Camden and Burlington County Railroad

Overview
- Dates of operation: 1866–1915
- Predecessors: Camden, Moorestown, Hainesport and Mount Holly Horse Car Railroad; Burlington County Railroad;
- Successor: Camden and Burlington County Railway

Technical
- Track gauge: 1,435 mm (4 ft 8+1⁄2 in)
- Length: 29.87 miles (48.07 km)

= Camden and Burlington County Railroad =

Former railroad company in New Jersey

The Camden and Burlington County Railroad was a railway company in the United States. It was incorporated in 1866, replacing the Camden, Moorestown, Hainesport and Mount Holly Horse Car Railroad and the Burlington County Railroad. The Camden and Burlington County Railroad extended its network by building from Mount Holly, New Jersey, to Pavonia, in the vicinity of Camden, New Jersey. The Camden and Amboy Railroad leased the company in 1867; this was assumed by the Pennsylvania Railroad in 1872. The Camden and Burlington County Railroad was consolidated with the Mount Holly, Lumberton and Medford Railroad and Vincentown Branch of the Burlington County Railroad in 1915 to form the Camden and Burlington County Railway. Of its lines, part of the Pemberton Branch remains.

== History ==

The Burlington County Railroad, incorporated in 1848, had constructed a line from Burlington, New Jersey, to Pemberton, New Jersey, via Mount Holly, New Jersey by 1863. The line connected with the Camden and Amboy Railroad's main line in Burlington. The Camden, Moorestown, Hainesport and Mount Holly Horse Car Railroad, incorporated in 1859, was intended to build westward from Mount Holly to Camden, New Jersey, but did not lay any track.

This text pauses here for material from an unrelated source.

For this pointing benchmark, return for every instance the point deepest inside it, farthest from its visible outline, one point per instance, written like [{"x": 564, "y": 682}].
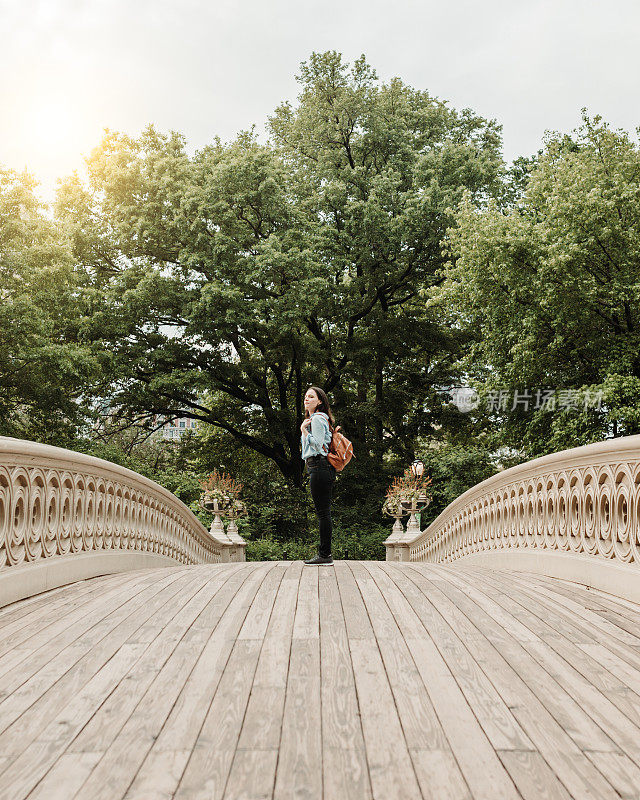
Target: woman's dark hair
[{"x": 324, "y": 404}]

The Camden and Burlington County Railroad was incorporated on February 6, 1866, consolidating the two companies. The new company built west from Mount Holly to Pavonia (near Camden, New Jersey), also on the Camden and Amboy's main line. This extension was completed on October 21, 1867, at which point the Camden and Amboy leased the Camden and Burlington County Railroad.

The Camden and Amboy was consolidated with two other companies in 1872 to create the United New Jersey Railroad and Canal Company, which was leased by the Pennsylvania Railroad. The Pennsylvania Railroad assumed the lease of the Camden and Burlington County Railroad. The line between Pavonia and Pemberton became the Pemberton Branch, while the line from Mount Holly to Burlington became the Burlington Branch. The Camden and Burlington County Railroad was consolidated with the Mount Holly, Lumberton and Medford Railroad and Vincentown Branch of the Burlington County Railroad on October 4, 1915.

== Lines ==
The Camden and Burlington County Railroad owned approximately 29.87 mi of main line track. The Burlington Branch, running between Burlington and Mount Holly, was abandoned by the Camden and Burlington County Railway in 1925. The Pemberton Branch, running between Pemberton and Pavonia, was partially abandoned by Conrail between 1981 and 1982. Conrail Shared Assets Operations owns the remainder.